[LLVMdev] JIT Leaks?
Paolo Invernizzi
arathorn at fastwebnet.it
Sun Jul 15 03:28:16 PDT 2007
First, I'm not sure if deleting the ExecutionEngine is all I need to
clean-up... so I started with a minimal test just to check
int main( int argc, char **argv ){
while( true ){
Module *M = new Module("M");
Function *F = cast<Function>(M->getOrInsertFunction("F",
Type::Int32Ty, (Type*)0));
BasicBlock *BB = new BasicBlock("BB",F);
new ReturnInst( ConstantInt::get(Type::Int32Ty,1), BB );
std::vector<GenericValue> Args(0);
ExistingModuleProvider *MP = new ExistingModuleProvider(M);
ExecutionEngine *EE = ExecutionEngine::create(MP, false);
GenericValue GV = EE->runFunction(F, Args);
delete EE;
}
}
The memory goes up, and OS X leaks command returns pages of:
Leak: 0x011036b0 size=16
0x00000000 0x00000000 0x00000000
0x01102988 .............)..
Leak: 0x011036a0 size=16
0x00000000 0x00000000 0x00000000
0x01102988 .............)..
Leak: 0x01103680 size=16
0x00000000 0x00000000 0x00000000
0x01102c78 ............x,..
Leak: 0x01103670 size=16
0x00000000 0x00000000 0x00000000 0x01102728 ............
('..
Leak: 0x01103640 size=16
0x00000000 0x00000000 0x00000000
0x01102978 ............x)..
Leak: 0x01103630 size=16
0x00000000 0x00000000 0x00000000
0x01103368 ............h3..
Leak: 0x01103620 size=16
0x00000000 0x00000000 0x00000000
0x01102a58 ............X*..
Leak: 0x01103610 size=16
0x00000000 0x00000000 0x00000000
0x01103368 ............h3..
So all I know is that It's a size 16 leak *grin*.

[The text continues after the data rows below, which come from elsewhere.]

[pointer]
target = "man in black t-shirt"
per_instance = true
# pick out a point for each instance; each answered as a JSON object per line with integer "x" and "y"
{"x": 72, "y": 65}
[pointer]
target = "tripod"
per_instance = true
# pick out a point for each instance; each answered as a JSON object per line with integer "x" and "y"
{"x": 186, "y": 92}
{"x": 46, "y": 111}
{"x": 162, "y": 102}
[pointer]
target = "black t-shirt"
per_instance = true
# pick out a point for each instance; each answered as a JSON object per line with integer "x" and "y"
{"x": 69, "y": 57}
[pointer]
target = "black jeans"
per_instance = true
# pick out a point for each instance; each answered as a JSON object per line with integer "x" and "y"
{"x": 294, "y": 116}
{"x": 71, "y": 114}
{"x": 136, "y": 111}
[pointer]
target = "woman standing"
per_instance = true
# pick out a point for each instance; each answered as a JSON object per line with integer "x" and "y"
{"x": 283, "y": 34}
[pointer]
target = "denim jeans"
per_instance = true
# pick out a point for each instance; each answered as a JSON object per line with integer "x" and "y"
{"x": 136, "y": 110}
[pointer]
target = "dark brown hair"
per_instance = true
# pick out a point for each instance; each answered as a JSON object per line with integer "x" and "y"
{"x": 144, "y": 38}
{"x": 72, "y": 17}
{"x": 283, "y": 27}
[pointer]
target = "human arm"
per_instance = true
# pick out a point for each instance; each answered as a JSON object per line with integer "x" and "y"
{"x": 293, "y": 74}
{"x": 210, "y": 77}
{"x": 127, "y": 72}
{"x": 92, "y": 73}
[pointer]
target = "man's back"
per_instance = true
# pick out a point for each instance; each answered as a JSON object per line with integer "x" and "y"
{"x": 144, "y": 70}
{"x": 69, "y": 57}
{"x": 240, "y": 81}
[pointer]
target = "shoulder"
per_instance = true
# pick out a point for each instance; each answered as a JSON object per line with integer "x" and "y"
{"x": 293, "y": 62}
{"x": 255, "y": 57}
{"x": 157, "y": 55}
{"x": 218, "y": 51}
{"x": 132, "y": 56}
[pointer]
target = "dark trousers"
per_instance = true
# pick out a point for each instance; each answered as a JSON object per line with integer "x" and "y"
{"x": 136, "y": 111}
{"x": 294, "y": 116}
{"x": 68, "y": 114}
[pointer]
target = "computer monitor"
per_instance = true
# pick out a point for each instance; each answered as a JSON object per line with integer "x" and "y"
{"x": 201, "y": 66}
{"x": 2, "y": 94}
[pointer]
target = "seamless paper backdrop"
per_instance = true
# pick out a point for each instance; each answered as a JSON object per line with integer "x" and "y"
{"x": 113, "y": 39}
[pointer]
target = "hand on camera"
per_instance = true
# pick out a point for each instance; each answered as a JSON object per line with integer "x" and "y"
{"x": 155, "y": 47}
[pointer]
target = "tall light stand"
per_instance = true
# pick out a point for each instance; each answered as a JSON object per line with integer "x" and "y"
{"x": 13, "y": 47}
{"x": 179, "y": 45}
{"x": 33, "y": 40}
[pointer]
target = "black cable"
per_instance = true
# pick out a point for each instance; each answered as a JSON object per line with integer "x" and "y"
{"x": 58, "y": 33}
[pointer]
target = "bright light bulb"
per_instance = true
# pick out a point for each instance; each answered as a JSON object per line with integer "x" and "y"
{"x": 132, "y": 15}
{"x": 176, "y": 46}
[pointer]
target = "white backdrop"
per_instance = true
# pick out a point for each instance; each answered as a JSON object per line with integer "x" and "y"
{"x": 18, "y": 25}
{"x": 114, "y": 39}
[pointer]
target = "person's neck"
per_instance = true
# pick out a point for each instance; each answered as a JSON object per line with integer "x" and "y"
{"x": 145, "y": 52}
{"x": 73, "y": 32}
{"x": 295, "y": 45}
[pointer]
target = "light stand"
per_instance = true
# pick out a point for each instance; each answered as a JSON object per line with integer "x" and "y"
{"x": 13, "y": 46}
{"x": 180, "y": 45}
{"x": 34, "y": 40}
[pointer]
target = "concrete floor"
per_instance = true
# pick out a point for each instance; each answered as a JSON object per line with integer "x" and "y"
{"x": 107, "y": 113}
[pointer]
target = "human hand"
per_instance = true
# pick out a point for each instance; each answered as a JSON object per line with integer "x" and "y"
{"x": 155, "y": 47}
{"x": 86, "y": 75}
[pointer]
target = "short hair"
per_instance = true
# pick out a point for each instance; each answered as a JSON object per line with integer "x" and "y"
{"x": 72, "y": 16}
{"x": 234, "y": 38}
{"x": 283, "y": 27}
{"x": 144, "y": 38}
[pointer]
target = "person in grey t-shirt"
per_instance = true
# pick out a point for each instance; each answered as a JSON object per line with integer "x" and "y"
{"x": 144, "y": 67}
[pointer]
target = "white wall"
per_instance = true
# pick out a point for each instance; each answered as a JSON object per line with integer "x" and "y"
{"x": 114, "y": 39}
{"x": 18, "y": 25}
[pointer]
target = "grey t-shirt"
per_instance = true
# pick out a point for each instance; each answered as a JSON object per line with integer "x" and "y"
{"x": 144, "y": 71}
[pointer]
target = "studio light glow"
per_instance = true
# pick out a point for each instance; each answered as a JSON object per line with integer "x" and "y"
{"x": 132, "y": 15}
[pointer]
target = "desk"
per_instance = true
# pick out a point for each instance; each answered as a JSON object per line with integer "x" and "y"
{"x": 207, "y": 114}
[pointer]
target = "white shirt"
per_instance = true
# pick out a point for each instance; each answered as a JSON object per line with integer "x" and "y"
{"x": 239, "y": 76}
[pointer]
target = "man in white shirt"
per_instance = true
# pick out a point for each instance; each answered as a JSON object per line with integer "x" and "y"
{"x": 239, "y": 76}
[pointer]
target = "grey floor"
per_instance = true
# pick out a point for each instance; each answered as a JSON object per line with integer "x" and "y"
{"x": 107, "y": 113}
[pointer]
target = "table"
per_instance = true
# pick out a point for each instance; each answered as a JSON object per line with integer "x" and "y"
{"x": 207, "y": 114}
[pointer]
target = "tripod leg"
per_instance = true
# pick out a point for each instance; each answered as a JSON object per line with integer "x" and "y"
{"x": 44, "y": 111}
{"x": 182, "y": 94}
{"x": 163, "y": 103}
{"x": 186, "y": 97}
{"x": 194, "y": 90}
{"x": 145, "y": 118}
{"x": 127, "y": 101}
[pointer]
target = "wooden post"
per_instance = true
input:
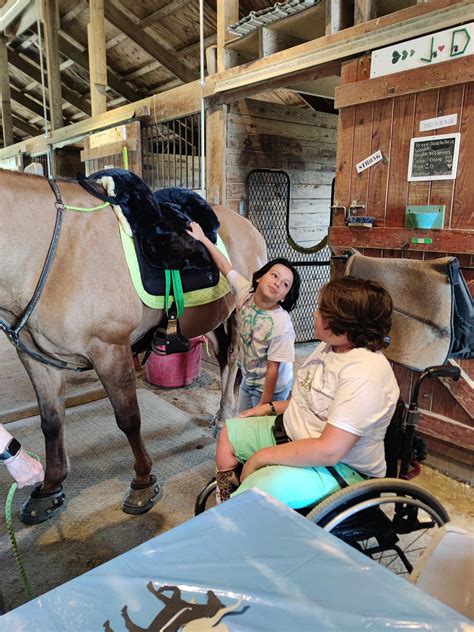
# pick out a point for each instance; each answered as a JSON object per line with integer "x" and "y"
{"x": 5, "y": 95}
{"x": 50, "y": 18}
{"x": 97, "y": 57}
{"x": 339, "y": 15}
{"x": 365, "y": 10}
{"x": 227, "y": 13}
{"x": 216, "y": 140}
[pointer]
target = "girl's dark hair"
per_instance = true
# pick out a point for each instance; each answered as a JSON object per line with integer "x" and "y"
{"x": 359, "y": 308}
{"x": 289, "y": 302}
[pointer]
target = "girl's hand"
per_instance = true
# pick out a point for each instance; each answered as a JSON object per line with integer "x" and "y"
{"x": 261, "y": 410}
{"x": 25, "y": 469}
{"x": 196, "y": 231}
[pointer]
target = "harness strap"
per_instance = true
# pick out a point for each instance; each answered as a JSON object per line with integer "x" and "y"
{"x": 173, "y": 285}
{"x": 13, "y": 333}
{"x": 335, "y": 474}
{"x": 49, "y": 260}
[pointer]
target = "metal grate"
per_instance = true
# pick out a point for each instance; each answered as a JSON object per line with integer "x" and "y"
{"x": 268, "y": 206}
{"x": 171, "y": 153}
{"x": 41, "y": 158}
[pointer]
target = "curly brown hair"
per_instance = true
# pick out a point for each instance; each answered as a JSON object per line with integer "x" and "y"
{"x": 359, "y": 308}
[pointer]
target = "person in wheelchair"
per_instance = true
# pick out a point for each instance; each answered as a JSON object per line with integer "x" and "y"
{"x": 331, "y": 431}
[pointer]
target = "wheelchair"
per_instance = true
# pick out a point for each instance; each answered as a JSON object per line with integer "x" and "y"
{"x": 388, "y": 519}
{"x": 391, "y": 519}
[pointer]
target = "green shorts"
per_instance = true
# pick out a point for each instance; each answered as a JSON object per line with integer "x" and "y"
{"x": 296, "y": 487}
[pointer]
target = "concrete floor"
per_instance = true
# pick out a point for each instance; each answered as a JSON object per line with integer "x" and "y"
{"x": 93, "y": 513}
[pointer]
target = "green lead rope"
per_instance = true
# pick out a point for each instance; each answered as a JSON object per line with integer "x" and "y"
{"x": 173, "y": 285}
{"x": 16, "y": 552}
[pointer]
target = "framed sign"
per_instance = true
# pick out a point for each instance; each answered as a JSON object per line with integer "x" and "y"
{"x": 423, "y": 51}
{"x": 434, "y": 157}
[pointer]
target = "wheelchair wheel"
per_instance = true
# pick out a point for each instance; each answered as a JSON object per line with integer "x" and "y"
{"x": 390, "y": 520}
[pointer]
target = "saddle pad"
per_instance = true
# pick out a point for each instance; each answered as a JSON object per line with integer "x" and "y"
{"x": 422, "y": 306}
{"x": 191, "y": 298}
{"x": 153, "y": 277}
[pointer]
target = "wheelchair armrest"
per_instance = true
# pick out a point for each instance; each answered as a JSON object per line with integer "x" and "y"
{"x": 445, "y": 370}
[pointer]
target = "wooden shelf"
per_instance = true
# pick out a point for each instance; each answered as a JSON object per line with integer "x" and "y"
{"x": 452, "y": 241}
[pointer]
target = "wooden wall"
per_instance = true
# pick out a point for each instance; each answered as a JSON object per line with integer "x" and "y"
{"x": 302, "y": 142}
{"x": 389, "y": 124}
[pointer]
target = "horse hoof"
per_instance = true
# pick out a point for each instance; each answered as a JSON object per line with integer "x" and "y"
{"x": 141, "y": 498}
{"x": 41, "y": 506}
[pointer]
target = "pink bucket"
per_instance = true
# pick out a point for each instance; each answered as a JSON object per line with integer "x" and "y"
{"x": 176, "y": 369}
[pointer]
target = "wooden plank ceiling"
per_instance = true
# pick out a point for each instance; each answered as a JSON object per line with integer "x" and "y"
{"x": 152, "y": 46}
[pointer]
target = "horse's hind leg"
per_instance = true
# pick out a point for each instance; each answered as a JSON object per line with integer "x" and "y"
{"x": 115, "y": 368}
{"x": 225, "y": 344}
{"x": 48, "y": 383}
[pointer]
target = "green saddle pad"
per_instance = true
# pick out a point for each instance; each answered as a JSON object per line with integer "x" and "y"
{"x": 191, "y": 299}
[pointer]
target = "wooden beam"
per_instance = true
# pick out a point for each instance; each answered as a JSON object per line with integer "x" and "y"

But MallocDebug reports as leaks
2.4M start
2.4M operator new(unsigned long)
2.4M MDmalloc
2.4M main
2.4M llvm::PMDataManager::add(llvm::Pass*, bool)
2.4M llvm::LoopPass::assignPassManager(llvm::PMStack&,
llvm::PassManagerType)
2.4M llvm::LLVMTargetMachine::addPassesToEmitMachineCode
(llvm::FunctionPassManager&, llvm::MachineCodeEmitter&, bool)
2.4M llvm::JIT::JIT[in-charge](llvm::ModuleProvider*,
llvm::TargetMachine&, llvm::TargetJITInfo&)
2.4M llvm::JIT::create(llvm::ModuleProvider*, std::basic_string<char,
std::char_traits<char>, std::allocator<char> >*)
2.4M llvm::FunctionPass::assignPassManager(llvm::PMStack&,
llvm::PassManagerType)
2.4M llvm::ExecutionEngine::create(llvm::ModuleProvider*, bool,
std::basic_string<char, std::char_traits<char>, std::allocator<char> >*)
2.4M _start
2.4M 0x1
2.4M llvm::PMTopLevelManager::schedulePass(llvm::Pass*)
2.4M llvm::FunctionPassManagerImpl::addTopLevelPass(llvm::Pass*)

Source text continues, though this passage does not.